'Freedom in sight' for mortgage prisoners as MPs debate SVR cap

The APPG on Mortgage Prisoners have announced that 'freedom could be in sight' for the UK’s 250,000 mortgage prisoners as MPs debate three amendments to the Financial Services Bill in Parliament this week.

Related topics:  Mortgages
Rozi Jones
13th January 2021
mortgage house prisoner
"Capping SVR would end eye-watering monthly costs at a time when the global pandemic has led to unprecedented strain on household finances"

Under the amendments, mortgage prisoners held in inactive closed books such as Heliodor, Landmark, and NRAM, would benefit from a cap to Standard Variable Rates on closed book cases.

The government intervened in the energy market to introduce a cap which helped people across the UK, and senior cross party back bench MPs are now advocating for a moderate cap to operate only in closed book cases where mortgage prisoners have no option to change provider or product.

Alongside this first step, the amendments would also bring vulture funds under FCA supervision and would also require mortgage customers to give their informed consent before their mortgage is transferred to an inactive or unregulated new lender, in a move similar to the No Consent, No Sale legislation being brought forward in Ireland.

The largest group of mortgage prisoners are former customers of Northern Rock who were sold on by the government to vulture funds like Cerberus. Over the past 12 years, many mortgage prisoners have paid from £20,000 to over £150,000 more than customers of active high-street lenders.

Despite new criteria introduced by the FCA at the end of 2019 to help mortgage prisoners, the FCA’s own prediction was that only 14,000 of the 250,000 mortgage prisoners may benefit using the reformed affordability test brought in towards the end of 2019.

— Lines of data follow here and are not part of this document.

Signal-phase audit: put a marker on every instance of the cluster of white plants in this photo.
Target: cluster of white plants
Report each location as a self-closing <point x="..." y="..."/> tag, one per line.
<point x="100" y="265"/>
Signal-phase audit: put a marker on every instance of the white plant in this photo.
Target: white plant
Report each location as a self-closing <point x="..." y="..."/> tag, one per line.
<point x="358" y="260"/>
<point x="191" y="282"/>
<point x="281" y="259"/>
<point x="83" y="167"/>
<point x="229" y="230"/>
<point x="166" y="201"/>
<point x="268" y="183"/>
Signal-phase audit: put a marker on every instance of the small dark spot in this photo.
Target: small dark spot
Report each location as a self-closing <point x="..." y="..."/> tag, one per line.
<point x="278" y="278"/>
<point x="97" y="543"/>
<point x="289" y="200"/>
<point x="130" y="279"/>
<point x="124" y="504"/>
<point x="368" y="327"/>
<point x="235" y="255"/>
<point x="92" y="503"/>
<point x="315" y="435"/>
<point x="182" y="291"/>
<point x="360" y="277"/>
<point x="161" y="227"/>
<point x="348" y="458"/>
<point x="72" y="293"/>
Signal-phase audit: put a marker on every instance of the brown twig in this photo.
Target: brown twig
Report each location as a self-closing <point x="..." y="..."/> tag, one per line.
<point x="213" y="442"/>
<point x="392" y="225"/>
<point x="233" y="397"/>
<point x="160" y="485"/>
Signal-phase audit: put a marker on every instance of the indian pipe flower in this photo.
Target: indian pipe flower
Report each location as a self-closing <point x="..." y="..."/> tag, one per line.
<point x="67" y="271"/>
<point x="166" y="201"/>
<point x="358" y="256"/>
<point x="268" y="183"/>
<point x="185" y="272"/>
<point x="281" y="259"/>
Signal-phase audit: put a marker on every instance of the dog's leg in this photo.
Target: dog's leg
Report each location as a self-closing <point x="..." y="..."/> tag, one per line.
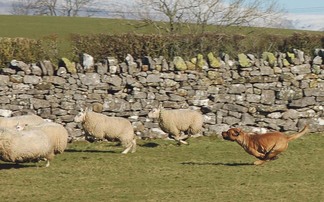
<point x="259" y="162"/>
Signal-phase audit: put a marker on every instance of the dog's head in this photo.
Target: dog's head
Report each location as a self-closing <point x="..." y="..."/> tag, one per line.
<point x="232" y="134"/>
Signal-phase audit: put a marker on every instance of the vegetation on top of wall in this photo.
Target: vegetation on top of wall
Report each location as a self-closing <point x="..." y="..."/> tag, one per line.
<point x="189" y="45"/>
<point x="27" y="50"/>
<point x="100" y="38"/>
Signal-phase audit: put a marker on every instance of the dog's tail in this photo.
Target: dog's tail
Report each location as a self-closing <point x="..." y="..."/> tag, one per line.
<point x="297" y="135"/>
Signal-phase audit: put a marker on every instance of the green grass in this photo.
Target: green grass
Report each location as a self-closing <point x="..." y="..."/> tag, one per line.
<point x="209" y="169"/>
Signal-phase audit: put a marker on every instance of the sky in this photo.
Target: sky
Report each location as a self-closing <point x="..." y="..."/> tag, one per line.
<point x="305" y="14"/>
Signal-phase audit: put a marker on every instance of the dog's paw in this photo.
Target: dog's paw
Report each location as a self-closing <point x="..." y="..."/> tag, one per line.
<point x="259" y="162"/>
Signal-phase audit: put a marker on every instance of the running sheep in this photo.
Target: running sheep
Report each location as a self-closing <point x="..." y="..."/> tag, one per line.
<point x="22" y="146"/>
<point x="178" y="121"/>
<point x="103" y="127"/>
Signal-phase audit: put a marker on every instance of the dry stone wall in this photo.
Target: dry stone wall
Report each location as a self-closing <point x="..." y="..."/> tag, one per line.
<point x="255" y="94"/>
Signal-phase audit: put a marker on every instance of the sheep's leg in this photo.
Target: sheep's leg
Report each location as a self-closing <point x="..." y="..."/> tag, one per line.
<point x="128" y="147"/>
<point x="47" y="163"/>
<point x="133" y="145"/>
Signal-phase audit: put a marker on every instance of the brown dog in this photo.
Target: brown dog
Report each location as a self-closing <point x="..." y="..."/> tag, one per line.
<point x="266" y="146"/>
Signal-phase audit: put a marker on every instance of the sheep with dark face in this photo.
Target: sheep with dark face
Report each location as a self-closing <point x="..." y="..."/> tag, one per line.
<point x="111" y="128"/>
<point x="178" y="121"/>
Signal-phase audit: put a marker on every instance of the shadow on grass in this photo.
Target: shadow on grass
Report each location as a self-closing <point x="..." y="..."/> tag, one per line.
<point x="90" y="151"/>
<point x="217" y="164"/>
<point x="7" y="166"/>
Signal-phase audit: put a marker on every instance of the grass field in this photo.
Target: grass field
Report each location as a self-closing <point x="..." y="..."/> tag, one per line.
<point x="209" y="169"/>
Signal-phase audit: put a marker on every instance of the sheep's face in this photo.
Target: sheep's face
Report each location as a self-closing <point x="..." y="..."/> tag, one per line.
<point x="154" y="114"/>
<point x="79" y="117"/>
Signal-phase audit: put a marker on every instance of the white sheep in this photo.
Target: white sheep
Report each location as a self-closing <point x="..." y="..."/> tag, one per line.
<point x="56" y="132"/>
<point x="178" y="121"/>
<point x="11" y="122"/>
<point x="103" y="127"/>
<point x="20" y="146"/>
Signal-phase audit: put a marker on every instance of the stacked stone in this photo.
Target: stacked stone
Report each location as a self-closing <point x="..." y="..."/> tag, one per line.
<point x="280" y="91"/>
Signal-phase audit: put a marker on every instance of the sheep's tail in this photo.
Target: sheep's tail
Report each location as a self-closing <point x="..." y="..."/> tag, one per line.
<point x="297" y="135"/>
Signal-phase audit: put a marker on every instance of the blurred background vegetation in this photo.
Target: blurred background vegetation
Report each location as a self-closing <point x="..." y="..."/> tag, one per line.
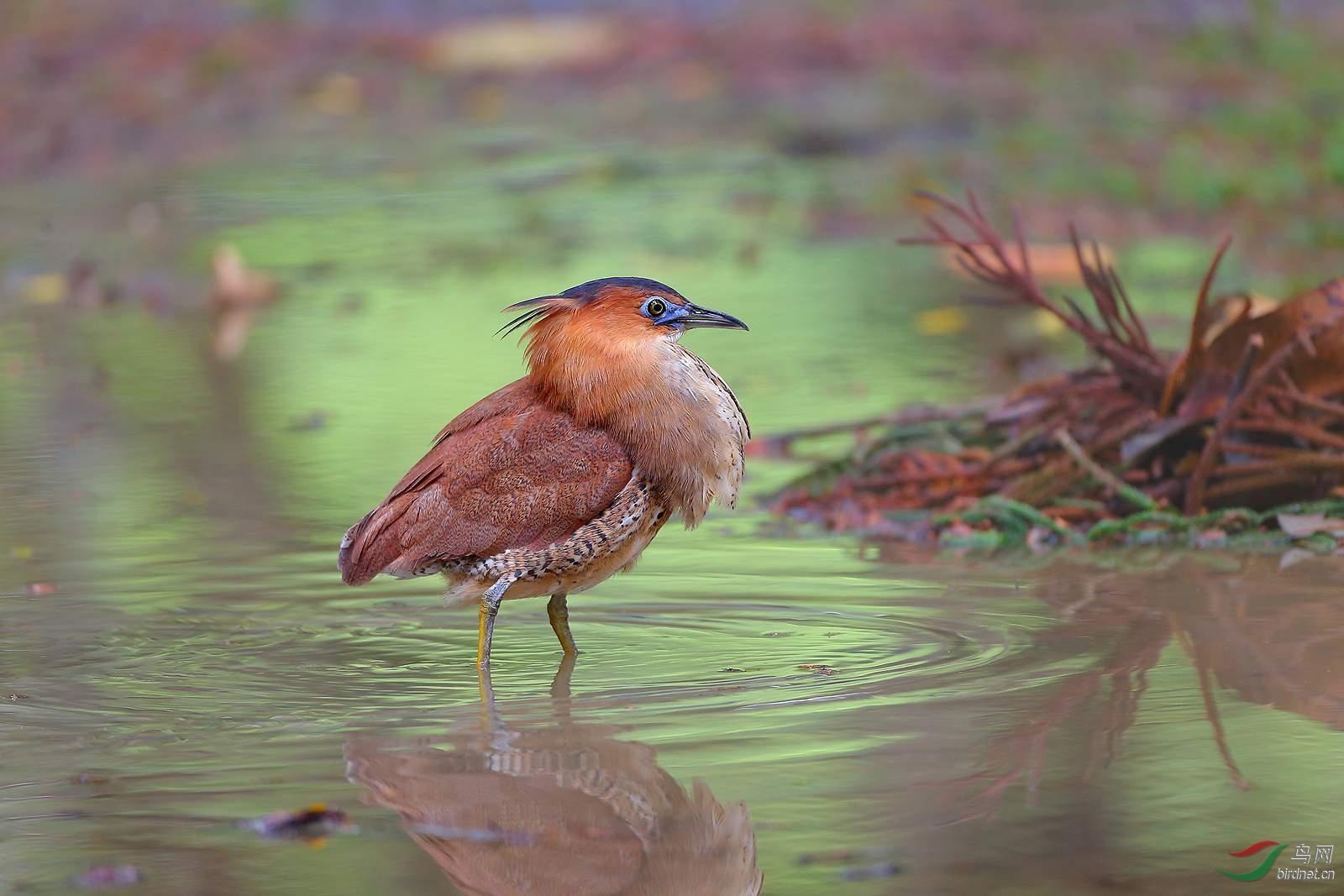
<point x="391" y="174"/>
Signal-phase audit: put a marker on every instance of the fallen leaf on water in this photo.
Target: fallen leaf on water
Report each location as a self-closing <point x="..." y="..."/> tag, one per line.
<point x="309" y="822"/>
<point x="108" y="876"/>
<point x="521" y="45"/>
<point x="941" y="322"/>
<point x="235" y="295"/>
<point x="339" y="94"/>
<point x="45" y="289"/>
<point x="309" y="423"/>
<point x="1294" y="557"/>
<point x="1303" y="526"/>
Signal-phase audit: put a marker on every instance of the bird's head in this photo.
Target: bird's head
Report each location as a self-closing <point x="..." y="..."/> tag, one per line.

NHS worker Kelly Gynn said: “I'm a mortgage prisoner and also a key worker for the NHS, I've got a mortgage which is with a closed bank only offering an SVR. This is worrying, as a lone parent money is tight. Having a capped mortgage would reduce so much stress and anxiety that the rates wouldn't increase, this would bring some security to my life and peace of mind. For almost 15 years I've had the same mortgage, sold onto inactive lenders and the rates have been increased without any questions asked from myself. Having a capped mortgage at a lower rate would reduce repayments and security to myself along with the rest of the mortgage prisoners.”

Kevin and Melissa Antwhistle, key workers in a power station and NHS respectively, commented: “My wife and I have been trapped paying £780 per month on our Northern Rock Loan compared to £414 if we could remortgage. Because we borrowed more than the value of our property – something that regulators approved at the time – the regulators affordability rules say we now can’t remortgage. The rules in other words say we can’t afford to pay less. If the interest rates were capped for closed book mortgages it would literally be the end of a living nightmare and the start of a life worth living again to actually be freed from paying these ridiculously high interest rates for the last 12 long years. We simply do not deserve to be punished like this.”

Rachel Neale, lead campaigner at UK Mortgage Prisoners, said: “Without disrupting the wider market, capping SVR would end eye-watering monthly costs at a time when the global pandemic has led to unprecedented strain on household finances, we must act now to free mortgage prisoners from high rates and untenable debt.”